La siguiente es una de tantas historias de Hypatía sobre las supuestas transformaciones de Víctor Manuel Gómez.
Óscar Uzcátegui en El Hombre Absoluto escribió:
Mi padre no gustaba que nosotros, sus hijos, fuéramos a la escuela tan pequeños. Entonces él decidió enseñarnos a leer, a escribir, a sumar y restar en nuestra casa. Inclusive yendo más lejos, él no quería que fuésemos a la escuela ya que él siempre afirmó que la educación actual es meramente intelectual y daña a la larga los centros de la máquina humana, perdiendo uno contacto con las partes superiores del Ser. Por este motivo él quería ser nuestro maestro, y por ello colocó dentro de la casa un pequeño letrero que decía "Escuelita Gómez".
De este modo, nosotros, los alumnos, asistíamos a la escuela y él era nuestro maestro o profesor. Las clases comenzaban formalmente a las ocho de la mañana y nosotros asistíamos puntualmente.
Como en toda escuela es obvio que se imponían deberes o tareas a los alumnos, así cuando él nos asignaba los deberes y nosotros los hacíamos bien, entonces él nos premiaba y para alentarnos y hacerlos bien nos decía: "Si hacéis bien los deberes, ahorita vendrá un burrito precioso a veros".

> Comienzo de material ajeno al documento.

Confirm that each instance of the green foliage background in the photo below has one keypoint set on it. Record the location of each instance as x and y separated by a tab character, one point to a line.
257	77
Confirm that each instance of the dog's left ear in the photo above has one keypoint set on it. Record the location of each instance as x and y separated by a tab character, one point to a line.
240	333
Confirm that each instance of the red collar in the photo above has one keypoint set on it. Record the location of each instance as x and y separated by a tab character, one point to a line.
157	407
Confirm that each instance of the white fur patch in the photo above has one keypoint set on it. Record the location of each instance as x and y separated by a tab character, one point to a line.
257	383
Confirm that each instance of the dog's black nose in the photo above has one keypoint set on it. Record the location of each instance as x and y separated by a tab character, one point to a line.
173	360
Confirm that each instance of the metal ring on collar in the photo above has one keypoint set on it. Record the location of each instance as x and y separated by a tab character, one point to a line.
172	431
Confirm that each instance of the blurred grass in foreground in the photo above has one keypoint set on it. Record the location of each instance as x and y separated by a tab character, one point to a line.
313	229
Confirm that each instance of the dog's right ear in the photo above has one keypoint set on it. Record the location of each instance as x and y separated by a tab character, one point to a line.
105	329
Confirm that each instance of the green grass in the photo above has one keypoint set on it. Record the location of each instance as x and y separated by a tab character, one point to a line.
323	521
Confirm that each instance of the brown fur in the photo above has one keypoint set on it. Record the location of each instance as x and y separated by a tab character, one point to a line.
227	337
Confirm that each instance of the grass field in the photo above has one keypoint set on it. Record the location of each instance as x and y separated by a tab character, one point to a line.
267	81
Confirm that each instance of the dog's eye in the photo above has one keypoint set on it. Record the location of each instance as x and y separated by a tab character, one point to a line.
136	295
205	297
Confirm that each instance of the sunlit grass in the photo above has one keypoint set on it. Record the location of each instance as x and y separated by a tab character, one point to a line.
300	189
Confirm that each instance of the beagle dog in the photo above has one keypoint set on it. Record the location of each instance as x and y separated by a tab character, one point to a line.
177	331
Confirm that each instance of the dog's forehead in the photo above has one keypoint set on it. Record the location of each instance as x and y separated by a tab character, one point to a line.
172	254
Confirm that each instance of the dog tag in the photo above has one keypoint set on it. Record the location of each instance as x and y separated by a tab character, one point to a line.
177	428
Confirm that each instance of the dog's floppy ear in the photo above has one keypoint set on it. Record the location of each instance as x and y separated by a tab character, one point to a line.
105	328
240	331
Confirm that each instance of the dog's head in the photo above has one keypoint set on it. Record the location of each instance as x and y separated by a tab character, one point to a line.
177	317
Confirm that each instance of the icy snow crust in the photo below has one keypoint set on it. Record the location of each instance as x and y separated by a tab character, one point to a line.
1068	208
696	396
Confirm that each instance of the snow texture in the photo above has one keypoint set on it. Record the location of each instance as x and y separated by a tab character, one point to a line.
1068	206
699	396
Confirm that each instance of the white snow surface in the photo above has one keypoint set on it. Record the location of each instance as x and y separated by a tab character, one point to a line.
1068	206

Nosotros ansiosos de jugar con aquel burrito terminábamos pronto los deberes y cuando él nos calificaba y veía que estaban bien hechos, se metía entonces en un cuartito cercado tan solo por una cortina, usaba unos polvitos que utilizaba mágicamente y cuando regresaba a nosotros, ya no era nuestro padre quien venía sino un burrito muy simpático, muy mono, diríamos. Cada vez que recuerdo tal burrito me causa mucha gracia porque era de un color café, con sus orejas largas y una cola muy simpática. Aquel burrito, pues, entraba rebuznando y nosotros nos subíamos a su lomo, le jalábamos las orejas, la cola, etc. y el burrito rebuznaba muy contento. Cuando ya se fastidiaba comenzaba a marcharse, o sea a dar muestras de querer marcharse y nosotros descendíamos de él. Así volvía al cuartito y unos momentos después aparecía ante nosotros nuestro padre.
En otras ocasiones y cuando nuestro comportamiento no era bueno, cuando no hacíamos los deberes, entonces nos decía: "Va a venir la policía y los va a regañar", y efectivamente, se iba al cuartito y cuando volvía a salir estaba transformado en un policía, con su uniforme azul, su gorra o cachucha, su placa y su macana; nosotros al ver tal policía corríamos impresionados y prometíamos portarnos bien.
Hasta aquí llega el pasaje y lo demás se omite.